Der Vereinzelung wirken wir entgegen durch „Danketsu“ (Solidarität), worunter wir in erster Linie Verhalten, praktisches Handeln, verstehen, und nicht nur ein Lippenbekenntnis. Dazu gehören Qualitäten wie gegenseitige Hilfe, Einfühlungsvermögen (jap. Original: „Menschengefühl“), Aufrichtigkeit und Ehrlichkeit. Diese Dinge schaffen festen Zusammenhalt und ermöglichen, auch schwere Kämpfe gemeinsam zu führen.

Ihr habt gute Kontakte zur Anti-AKW-Bewegung, nicht erst seit der Reaktorkatastrophe in Fukushima. Wie sind diese entstanden? Das ist für uns interessant, da in der BRD die
Zusammenarbeit von Gewerkschaften und sozialen Bewegungen keineswegs selbstverständlich ist, sondern Verbindungen erst bewusst erkämpft werden müssen.

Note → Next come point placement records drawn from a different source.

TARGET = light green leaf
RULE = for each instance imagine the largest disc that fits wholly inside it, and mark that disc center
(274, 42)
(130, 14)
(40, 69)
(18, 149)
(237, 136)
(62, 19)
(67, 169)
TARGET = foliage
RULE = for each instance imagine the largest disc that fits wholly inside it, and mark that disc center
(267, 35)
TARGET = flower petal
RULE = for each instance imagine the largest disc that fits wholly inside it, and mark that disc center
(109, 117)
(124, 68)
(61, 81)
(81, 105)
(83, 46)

Doro-Chiba war schon vor der Reaktorhavarie von Fukushima gegen AKWs. Doro-Chiba unterstützte auch die erste Anti-AKW-Demo in Tokio nach dem Unglück und organisierte eine „Arbeiterhilfe“ für die Bewohner der betroffenen Region. Auch das unabhängige Gesundheitszentrum in Fukushima wird unterstützt.

Die großen sozialpartnerschaftlichen Gewerkschaftsverbände waren immer für „die friedliche Nutzung der Atomenergie“. Nach der Reaktorkatastrophe reden die Gewerkschaftsführer mal so und mal so. Das ist nicht anders als in Deutschland.

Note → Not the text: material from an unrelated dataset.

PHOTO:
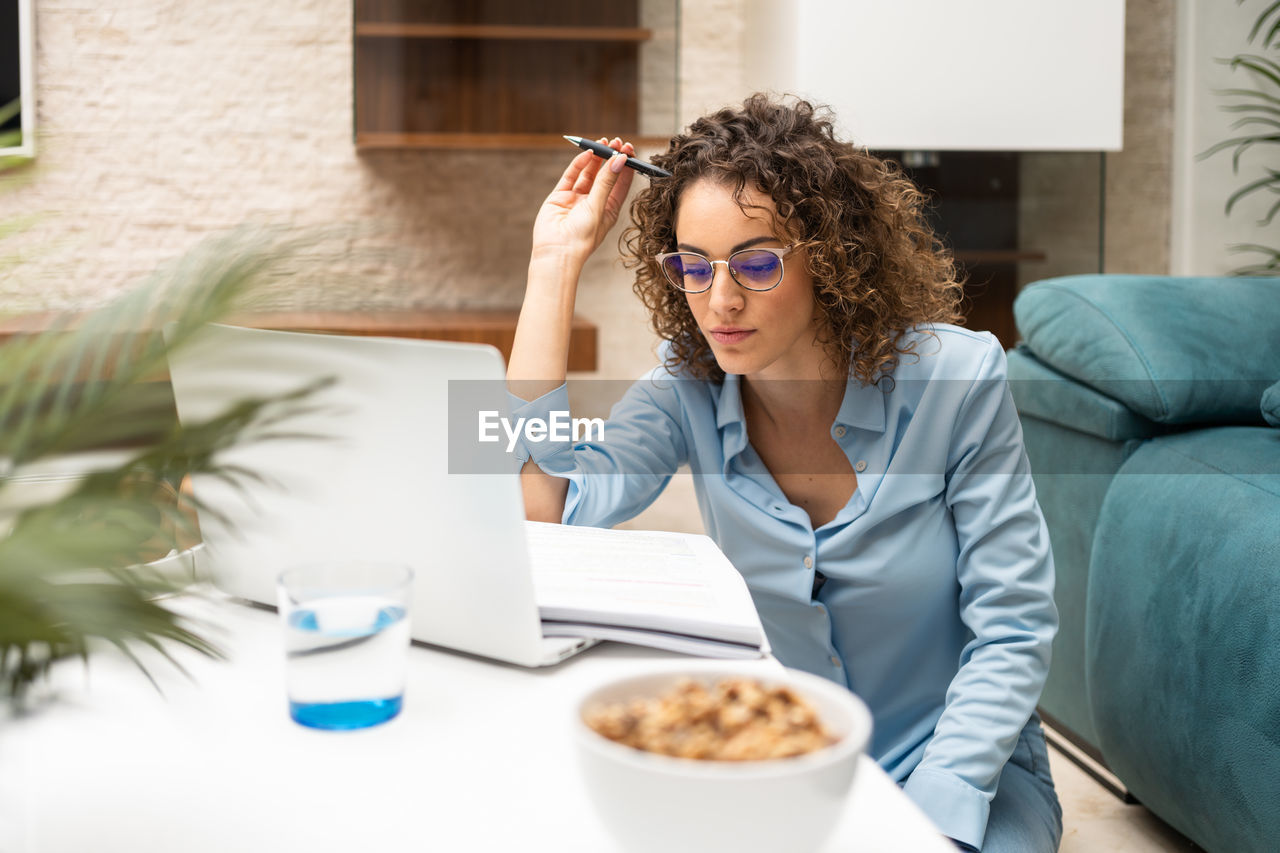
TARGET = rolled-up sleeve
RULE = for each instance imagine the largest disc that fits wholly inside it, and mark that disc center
(617, 470)
(1005, 574)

Aber es ist richtig, dass diese Zusammenarbeit bewusst erkämpft werden muss.

Habt ihr Verbindung zu internationalen Bewegungen?

Doro-Chiba baut erst seit 2003 systematisch internationale Solidarität auf. Zuvor waren wir – nach unserer Meinung heute – von einer „Inselmentalität“ geprägt. Seit 2003 ist das anders. Wir haben seitdem sehr gute Beziehungen etwa zum KCTU (Korean Confederation of Trade Union) Regionalverband Seoul (Südkorea) und auch zu kämpferischen Gewerkschaften an der Westküste der USA (zum Beispiel IL WU – International Longshore and Warehouse Union).

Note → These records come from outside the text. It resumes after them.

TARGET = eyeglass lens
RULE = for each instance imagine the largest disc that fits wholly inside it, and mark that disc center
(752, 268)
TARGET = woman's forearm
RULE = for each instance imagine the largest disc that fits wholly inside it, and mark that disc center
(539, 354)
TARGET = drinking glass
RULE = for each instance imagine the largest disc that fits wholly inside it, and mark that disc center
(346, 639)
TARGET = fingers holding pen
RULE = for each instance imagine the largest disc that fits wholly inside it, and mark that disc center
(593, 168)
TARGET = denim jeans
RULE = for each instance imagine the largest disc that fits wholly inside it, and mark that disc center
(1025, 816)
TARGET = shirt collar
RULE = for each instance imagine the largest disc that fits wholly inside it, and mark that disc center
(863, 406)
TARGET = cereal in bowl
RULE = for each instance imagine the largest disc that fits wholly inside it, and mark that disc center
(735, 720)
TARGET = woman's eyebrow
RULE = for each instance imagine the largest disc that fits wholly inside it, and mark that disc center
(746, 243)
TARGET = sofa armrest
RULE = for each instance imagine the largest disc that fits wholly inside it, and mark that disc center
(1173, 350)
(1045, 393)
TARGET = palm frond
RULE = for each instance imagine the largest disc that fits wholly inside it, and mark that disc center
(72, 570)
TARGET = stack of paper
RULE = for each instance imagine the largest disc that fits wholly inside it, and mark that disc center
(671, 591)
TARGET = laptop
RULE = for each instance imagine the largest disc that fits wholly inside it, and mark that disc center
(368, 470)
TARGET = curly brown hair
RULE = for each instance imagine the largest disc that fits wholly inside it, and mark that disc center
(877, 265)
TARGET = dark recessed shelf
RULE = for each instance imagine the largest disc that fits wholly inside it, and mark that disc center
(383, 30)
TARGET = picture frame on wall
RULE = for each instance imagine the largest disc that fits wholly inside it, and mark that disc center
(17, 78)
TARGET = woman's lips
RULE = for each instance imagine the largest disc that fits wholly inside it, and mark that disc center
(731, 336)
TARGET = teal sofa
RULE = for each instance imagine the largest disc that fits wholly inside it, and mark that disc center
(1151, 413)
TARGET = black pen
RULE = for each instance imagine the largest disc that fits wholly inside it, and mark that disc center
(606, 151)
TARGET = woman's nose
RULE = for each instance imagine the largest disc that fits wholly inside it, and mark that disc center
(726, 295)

Seit 2009 bestehen auch nach Deutschland, Heimat von Karl Marx und Friedrich Engels, gute Beziehungen, die wir weiter aufbauen und stärken wollen. Insbesondere mit dem klassenkämpferischen Block Berlin möchten wir uns gern befreundet sehen.

Der RSB arbeitet im klassenkämpferischen Block Berlin mit.